I have been living with optic neuritis since early January. For those who do not know, optic neuritis is inflammation of the optic nerve. It can cause blurred vision, pain when moving the eye, and in some cases, colour blindness. Colours can look washed out or wrong. Reds and greens can blend together. Blues and yellows can become hard to tell apart.
I am on treatment now. I think it might be working. But I wanted a way to check. Something I could run regularly, in the same conditions, to see if my colour vision was improving or staying the same. So I built Pure Colour Test.
What Pure Colour Test Does
Pure Colour Test is a colour vision screening tool that runs entirely in your browser. It uses Ishihara-style plates: a number is hidden in a field of coloured dots. If you can see the number, you pass that plate. If you cannot, you might have a colour vision deficiency in that part of the spectrum.
The tool tests three different types of colour vision:
Red-Green Plates
These plates have green backgrounds with orange-red numbers. They test for red-green colour deficiency (protanopia and deuteranopia). This is the most common form of colour blindness. People with red-green deficiency often cannot see the number because the orange and green dots look too similar.
Blue-Yellow Plates
These plates have blue backgrounds with yellow numbers. They test for blue-yellow deficiency (tritanopia). This is rarer. People with tritanopia struggle to tell blue from yellow and may see the plate as a uniform field of similar shades.

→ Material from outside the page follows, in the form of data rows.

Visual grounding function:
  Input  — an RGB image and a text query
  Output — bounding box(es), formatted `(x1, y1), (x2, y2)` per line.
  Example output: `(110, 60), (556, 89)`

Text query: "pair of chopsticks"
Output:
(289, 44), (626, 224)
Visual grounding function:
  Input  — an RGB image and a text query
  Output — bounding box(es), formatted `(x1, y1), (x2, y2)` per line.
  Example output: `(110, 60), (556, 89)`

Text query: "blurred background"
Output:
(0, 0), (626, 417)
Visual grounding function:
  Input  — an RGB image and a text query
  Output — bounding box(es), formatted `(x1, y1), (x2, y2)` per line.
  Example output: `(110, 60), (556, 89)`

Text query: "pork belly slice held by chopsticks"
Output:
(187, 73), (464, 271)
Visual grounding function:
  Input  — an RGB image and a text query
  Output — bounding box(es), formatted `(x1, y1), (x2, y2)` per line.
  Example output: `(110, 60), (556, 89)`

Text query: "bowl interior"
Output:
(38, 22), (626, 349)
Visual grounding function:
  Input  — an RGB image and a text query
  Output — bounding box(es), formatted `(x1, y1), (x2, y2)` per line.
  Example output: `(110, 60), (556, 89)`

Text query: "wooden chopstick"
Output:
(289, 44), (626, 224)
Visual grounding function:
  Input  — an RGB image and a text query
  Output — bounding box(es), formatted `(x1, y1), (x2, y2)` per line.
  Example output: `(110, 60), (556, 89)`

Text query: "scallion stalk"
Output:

Monochromacy (Luminance) Plates
These plates are different. They use only grey. The background is mid-grey dots; the number is formed by darker grey dots. There is no colour at all. People with total colour blindness (monochromacy) can still see these, because they rely on brightness, not hue. For everyone else, they act as a control: if you can see the luminance plates but fail the colour plates, that pattern can suggest monochromacy.
How the Test Works
You see eight plates in total: three red-green, three blue-yellow, and two monochromacy. For each plate, you choose the number you see from four options. The correct answer is always one of the choices. At the end, you get a score and a short interpretation. The tool explains whether your results suggest typical colour vision, mild difficulty, possible deficiency, or (if you pass luminance but fail colour) possible monochromacy.
Why I Built It for Myself
I needed a way to track my colour vision over time. Same device. Same screen. Same test. Run it once a week and see if the score changes. If treatment is working, I would hope to see improvement. If not, I would know to talk to my specialist.
I also wanted it to be private. No data sent. No account. No tracking. Everything runs in the browser. Your results never leave your device. That is how we build things at Pure Contrast Tools.
For Everyone Else
If you have ever wondered about your colour vision, or if you have a condition that affects it, Pure Colour Test is there. It is not a medical diagnosis. See an optometrist for proper testing. But for a quick, private, repeatable check, it does the job.